The assessment of a patient’s best interests depends in part on evaluation of the potential medical “treatments.”   In making that calculation, physicians are entitled to invoke the concept of futility – to refuse to provide a proffered intervention on the basis that, in their professional judgment, it has no plausible chance of success.  In the Gard case, GOSH’s negative assessment of nucleoside therapy was well grounded.  The therapy had never been used or tested (on animals or humans) on the genetic mutation MDDS.   Even with regard to the different genetic mutation (TK2), nucleoside’s “success” had been confined to upper body muscle – i.e., to less time being spent on a ventilator but with no effect on the underlying brain debilitation and dysfunction.  In short, the courts’ upholding of GOSH’s assertion of futility of treatment was fully supportable.

Yet when a medical institution invokes “futility” in refusing to provide further care to an incapacitated patient, it is customary to allow the surrogate (here, the parents) to transfer the patient elsewhere if a responsible medical provider is willing to receive the patient and pursue treatment.  That is the course set out by American statutes authorizing futility determinations by medical providers.  Given that Dr. Hirano was willing to receive Charlie and to administer an admittedly experimental treatment, and given that Charlie’s parents had raised the money to finance a transfer, why wouldn’t GOSH and the British courts acquiesce in Charlie’s transfer?  The explanation is below.

Was It a Wrongful Erosion of Parental Prerogatives to Preclude Charlie’s Parents from Pursuing an Admittedly Implausible Solution for Their Desperately Ill Child? 

A N.Y. Times columnist, Ross Douthat, disparaged the British refusal to allow the parents, at their own expense, to transport Charlie Gard to New York.  He wondered why parents shouldn’t be able to seek a wonder cure (such as taking their child to Lourdes) even in the absence of professional medical backing.

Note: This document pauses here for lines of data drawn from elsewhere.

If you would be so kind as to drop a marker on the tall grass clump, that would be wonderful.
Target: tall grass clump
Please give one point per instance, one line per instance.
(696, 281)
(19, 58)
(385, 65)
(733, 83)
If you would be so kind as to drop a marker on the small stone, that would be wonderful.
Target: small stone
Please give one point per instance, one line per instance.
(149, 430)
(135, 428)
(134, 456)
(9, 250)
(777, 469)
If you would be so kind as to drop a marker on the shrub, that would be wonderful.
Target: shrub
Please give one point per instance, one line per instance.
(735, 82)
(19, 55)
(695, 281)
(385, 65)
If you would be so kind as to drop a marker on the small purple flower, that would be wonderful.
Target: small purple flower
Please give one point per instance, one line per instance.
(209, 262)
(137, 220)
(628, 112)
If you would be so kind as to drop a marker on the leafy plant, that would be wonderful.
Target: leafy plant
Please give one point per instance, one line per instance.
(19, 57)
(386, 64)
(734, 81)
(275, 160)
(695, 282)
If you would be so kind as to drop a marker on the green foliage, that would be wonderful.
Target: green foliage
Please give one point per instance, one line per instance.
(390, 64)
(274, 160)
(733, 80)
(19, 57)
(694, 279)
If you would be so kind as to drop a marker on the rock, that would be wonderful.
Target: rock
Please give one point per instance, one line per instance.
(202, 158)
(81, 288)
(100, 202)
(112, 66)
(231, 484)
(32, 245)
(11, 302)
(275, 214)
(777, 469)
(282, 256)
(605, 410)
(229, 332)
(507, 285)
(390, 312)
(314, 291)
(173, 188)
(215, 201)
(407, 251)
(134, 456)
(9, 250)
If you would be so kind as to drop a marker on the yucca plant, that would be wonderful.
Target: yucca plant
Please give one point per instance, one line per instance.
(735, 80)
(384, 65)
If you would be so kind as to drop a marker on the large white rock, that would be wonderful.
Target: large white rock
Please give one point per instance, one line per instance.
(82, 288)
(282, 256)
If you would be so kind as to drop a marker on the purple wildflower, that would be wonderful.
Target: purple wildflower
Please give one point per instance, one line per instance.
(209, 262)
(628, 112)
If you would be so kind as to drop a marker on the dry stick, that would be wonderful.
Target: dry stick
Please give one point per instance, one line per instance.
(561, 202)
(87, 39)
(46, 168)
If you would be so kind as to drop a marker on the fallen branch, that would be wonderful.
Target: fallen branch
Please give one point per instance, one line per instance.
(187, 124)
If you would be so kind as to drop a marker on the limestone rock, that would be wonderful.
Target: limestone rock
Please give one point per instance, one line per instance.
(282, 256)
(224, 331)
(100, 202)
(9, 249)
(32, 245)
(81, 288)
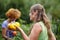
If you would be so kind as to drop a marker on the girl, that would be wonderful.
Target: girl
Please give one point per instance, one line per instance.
(41, 29)
(12, 14)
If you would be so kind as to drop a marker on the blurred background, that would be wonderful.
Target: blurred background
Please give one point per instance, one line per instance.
(52, 8)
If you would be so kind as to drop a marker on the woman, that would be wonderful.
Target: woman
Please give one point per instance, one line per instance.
(41, 29)
(12, 14)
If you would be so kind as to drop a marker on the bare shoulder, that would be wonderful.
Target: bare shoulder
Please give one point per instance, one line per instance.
(37, 26)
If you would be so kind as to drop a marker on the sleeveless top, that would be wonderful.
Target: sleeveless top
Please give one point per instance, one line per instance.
(43, 35)
(8, 32)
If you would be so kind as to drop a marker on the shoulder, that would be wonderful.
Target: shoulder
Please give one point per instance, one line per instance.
(37, 26)
(4, 22)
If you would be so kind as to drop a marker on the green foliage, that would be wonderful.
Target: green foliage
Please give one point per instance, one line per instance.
(52, 9)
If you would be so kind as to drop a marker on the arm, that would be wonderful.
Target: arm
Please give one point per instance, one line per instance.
(4, 33)
(36, 30)
(25, 37)
(51, 35)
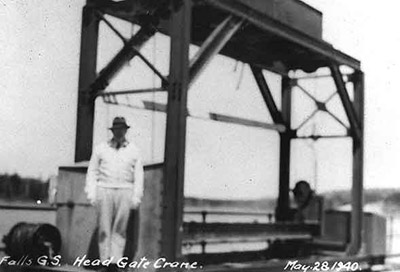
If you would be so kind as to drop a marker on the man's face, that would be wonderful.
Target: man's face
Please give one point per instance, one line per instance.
(119, 132)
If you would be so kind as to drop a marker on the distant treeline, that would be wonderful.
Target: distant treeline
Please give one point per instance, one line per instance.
(14, 187)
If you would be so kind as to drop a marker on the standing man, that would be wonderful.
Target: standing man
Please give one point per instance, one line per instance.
(114, 185)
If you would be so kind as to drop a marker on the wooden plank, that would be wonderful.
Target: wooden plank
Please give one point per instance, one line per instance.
(195, 228)
(358, 166)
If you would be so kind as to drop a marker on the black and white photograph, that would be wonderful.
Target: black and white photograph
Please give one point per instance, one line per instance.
(199, 135)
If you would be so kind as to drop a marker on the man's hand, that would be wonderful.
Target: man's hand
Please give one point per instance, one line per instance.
(135, 202)
(91, 194)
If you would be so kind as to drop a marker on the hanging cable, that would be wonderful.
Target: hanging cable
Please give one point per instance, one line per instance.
(153, 117)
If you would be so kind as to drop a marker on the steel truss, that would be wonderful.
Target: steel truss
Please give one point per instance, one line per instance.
(183, 72)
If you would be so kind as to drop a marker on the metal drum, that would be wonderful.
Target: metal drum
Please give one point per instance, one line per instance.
(34, 240)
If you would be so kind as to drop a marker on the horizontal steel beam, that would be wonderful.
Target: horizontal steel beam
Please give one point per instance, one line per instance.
(258, 19)
(149, 105)
(150, 90)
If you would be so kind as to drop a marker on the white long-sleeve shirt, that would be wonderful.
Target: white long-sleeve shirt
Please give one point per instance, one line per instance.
(115, 168)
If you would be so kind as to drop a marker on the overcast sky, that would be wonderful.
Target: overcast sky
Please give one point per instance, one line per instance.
(39, 53)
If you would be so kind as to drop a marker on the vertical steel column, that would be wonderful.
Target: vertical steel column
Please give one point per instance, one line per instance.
(174, 160)
(358, 162)
(214, 43)
(347, 104)
(282, 210)
(266, 93)
(87, 74)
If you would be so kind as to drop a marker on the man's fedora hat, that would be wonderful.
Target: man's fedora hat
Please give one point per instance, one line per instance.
(119, 122)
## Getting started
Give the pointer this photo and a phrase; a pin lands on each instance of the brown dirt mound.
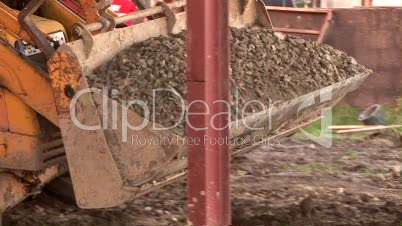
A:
(265, 66)
(354, 183)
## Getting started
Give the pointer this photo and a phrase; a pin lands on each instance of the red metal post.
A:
(207, 129)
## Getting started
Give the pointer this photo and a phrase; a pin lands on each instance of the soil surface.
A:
(353, 183)
(266, 66)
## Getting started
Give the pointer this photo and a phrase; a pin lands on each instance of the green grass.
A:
(344, 114)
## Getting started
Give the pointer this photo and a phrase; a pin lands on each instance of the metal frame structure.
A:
(207, 82)
(320, 33)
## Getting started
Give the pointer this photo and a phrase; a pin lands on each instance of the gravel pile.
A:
(265, 66)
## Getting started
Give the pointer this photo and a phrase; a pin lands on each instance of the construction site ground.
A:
(296, 182)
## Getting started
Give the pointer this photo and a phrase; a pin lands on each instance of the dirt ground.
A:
(295, 183)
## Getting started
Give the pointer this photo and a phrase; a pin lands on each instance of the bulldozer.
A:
(47, 50)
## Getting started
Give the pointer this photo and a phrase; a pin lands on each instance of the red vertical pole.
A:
(208, 81)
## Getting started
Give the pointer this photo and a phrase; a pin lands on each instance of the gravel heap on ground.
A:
(265, 65)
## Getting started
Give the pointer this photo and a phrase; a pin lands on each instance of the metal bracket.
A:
(170, 16)
(81, 31)
(39, 38)
(110, 21)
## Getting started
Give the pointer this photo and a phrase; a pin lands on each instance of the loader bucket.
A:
(105, 170)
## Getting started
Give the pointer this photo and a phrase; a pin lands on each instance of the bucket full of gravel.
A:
(279, 83)
(266, 66)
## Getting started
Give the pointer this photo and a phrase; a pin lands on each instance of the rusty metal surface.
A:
(89, 9)
(208, 83)
(247, 13)
(39, 38)
(307, 23)
(4, 125)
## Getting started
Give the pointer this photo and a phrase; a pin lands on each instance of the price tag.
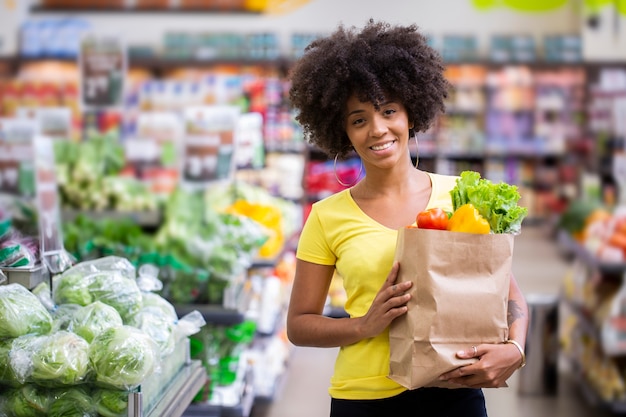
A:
(54, 122)
(53, 250)
(16, 156)
(209, 144)
(102, 62)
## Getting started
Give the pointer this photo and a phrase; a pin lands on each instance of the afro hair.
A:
(378, 62)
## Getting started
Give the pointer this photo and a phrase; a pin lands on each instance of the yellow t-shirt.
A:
(338, 233)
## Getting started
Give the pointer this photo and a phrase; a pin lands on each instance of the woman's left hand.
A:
(496, 363)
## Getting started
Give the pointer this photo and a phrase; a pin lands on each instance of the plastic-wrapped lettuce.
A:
(110, 402)
(62, 316)
(107, 263)
(158, 325)
(151, 299)
(123, 357)
(118, 291)
(7, 376)
(21, 312)
(73, 402)
(58, 359)
(89, 321)
(26, 401)
(110, 287)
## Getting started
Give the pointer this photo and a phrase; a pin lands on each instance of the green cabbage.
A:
(91, 320)
(118, 291)
(159, 326)
(151, 299)
(111, 403)
(7, 376)
(123, 357)
(61, 358)
(26, 401)
(497, 203)
(71, 288)
(21, 312)
(73, 402)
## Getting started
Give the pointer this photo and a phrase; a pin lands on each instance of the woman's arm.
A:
(307, 326)
(497, 362)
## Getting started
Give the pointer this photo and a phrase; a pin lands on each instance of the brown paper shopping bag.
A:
(459, 299)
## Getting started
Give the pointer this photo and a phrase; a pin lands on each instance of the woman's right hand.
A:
(389, 303)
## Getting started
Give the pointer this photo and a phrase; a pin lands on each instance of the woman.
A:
(367, 92)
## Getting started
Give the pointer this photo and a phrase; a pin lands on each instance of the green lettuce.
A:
(60, 358)
(497, 203)
(111, 403)
(91, 320)
(123, 357)
(22, 313)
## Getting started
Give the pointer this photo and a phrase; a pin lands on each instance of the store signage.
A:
(16, 156)
(54, 122)
(52, 249)
(102, 63)
(209, 144)
(153, 154)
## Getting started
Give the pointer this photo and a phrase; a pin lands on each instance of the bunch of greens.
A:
(111, 403)
(7, 376)
(497, 203)
(26, 401)
(123, 357)
(91, 320)
(73, 402)
(21, 312)
(108, 287)
(57, 359)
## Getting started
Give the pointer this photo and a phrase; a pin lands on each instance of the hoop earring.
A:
(339, 180)
(416, 146)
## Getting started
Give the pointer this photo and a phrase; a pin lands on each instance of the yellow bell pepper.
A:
(467, 219)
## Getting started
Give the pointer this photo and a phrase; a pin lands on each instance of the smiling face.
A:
(380, 137)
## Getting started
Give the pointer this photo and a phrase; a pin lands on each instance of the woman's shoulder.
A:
(443, 181)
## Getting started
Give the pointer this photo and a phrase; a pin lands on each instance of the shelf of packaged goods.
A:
(581, 252)
(141, 218)
(234, 400)
(212, 313)
(181, 391)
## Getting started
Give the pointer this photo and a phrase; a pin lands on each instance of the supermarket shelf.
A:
(181, 392)
(242, 389)
(212, 313)
(578, 250)
(145, 219)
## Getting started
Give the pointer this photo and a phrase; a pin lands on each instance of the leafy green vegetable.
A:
(111, 403)
(7, 376)
(71, 288)
(497, 203)
(159, 326)
(118, 291)
(73, 402)
(123, 357)
(21, 312)
(91, 320)
(26, 401)
(61, 358)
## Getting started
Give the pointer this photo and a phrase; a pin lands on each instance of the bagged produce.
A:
(53, 360)
(91, 320)
(21, 312)
(123, 357)
(460, 268)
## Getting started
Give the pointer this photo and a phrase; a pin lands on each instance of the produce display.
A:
(80, 348)
(208, 239)
(89, 177)
(479, 206)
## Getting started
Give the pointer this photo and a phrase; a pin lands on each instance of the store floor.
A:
(539, 269)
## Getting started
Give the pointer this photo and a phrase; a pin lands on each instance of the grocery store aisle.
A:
(538, 267)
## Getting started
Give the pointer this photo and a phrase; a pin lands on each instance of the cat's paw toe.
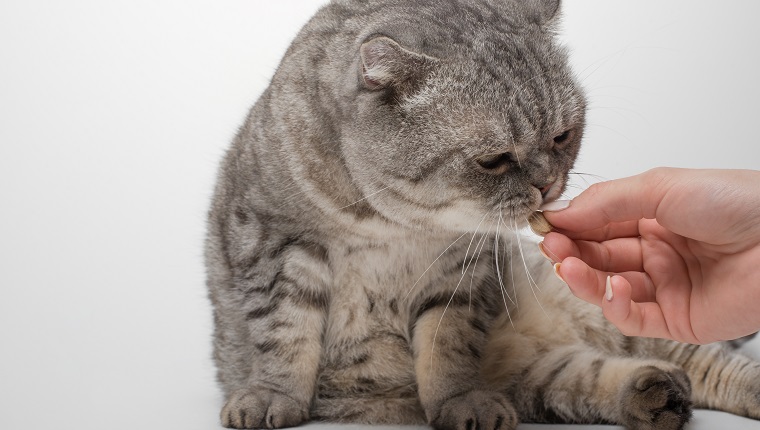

The response to this query in Gard was that transfer of Charlie would not be in his best interests because it would prolong his suffering.  GOSH’s staff felt that Charlie could probably experience pain even though he could not express that suffering and the pain could not be measured.  Absent a meaningful prospect of therapeutic intervention, the staff regarded it as inhumane to prolong Charlie’s presumed pain.  While the proposed nucleoside therapy (a powder added to nutrition) would not itself be burdensome to the patient, continued ventilator maintenance and suctioning were presumably extracting a toll that would persist during transfer and “treatment” in New York.  It is noteworthy that Charlie’s independent, court-appointed guardian had agreed with GOSH’s determination that it was in Charlie’s best interests to be allowed to die.

On the other hand, Professor Robert Truog suggests that a standard regimen of analgesics and sedation might have sufficed to control Charlie’s supposed pain and suffering. [ii]  If that is so, why shouldn’t the parents have been permitted to expend their collected resources to move Charlie to New York for a desperate try at a solution — even if the chances of success were infinitesimal?  Why not Columbia Presbyterian instead of Lourdes, so long as Charlie’s suffering is not being prolonged?

My response is that Charlie’s condition had so degenerated that it would have been inhumane to prolong his life.  The MDDS and the ensuing brain seizures had caused irreversible brain damage rendering Charlie permanently unable to interact with his environment.  Permanent unawareness, inability to engage in any human relationships, is an intrinsically undignified status that warrants cessation of life-sustaining medical intervention.  That is the lesson of numerous decisions, from Quinlan onward, allowing surrogates to remove artificial life support from permanently unconscious patients (see here and here) .  When MRI scans in early July confirmed that Charlie’s muscles were atrophying along with his brain, even his devoted parents conceded that this dismal quality of life was no longer supportable.  For me, that permanently unaware status explains why Charlie should not have been moved to New York or anywhere else.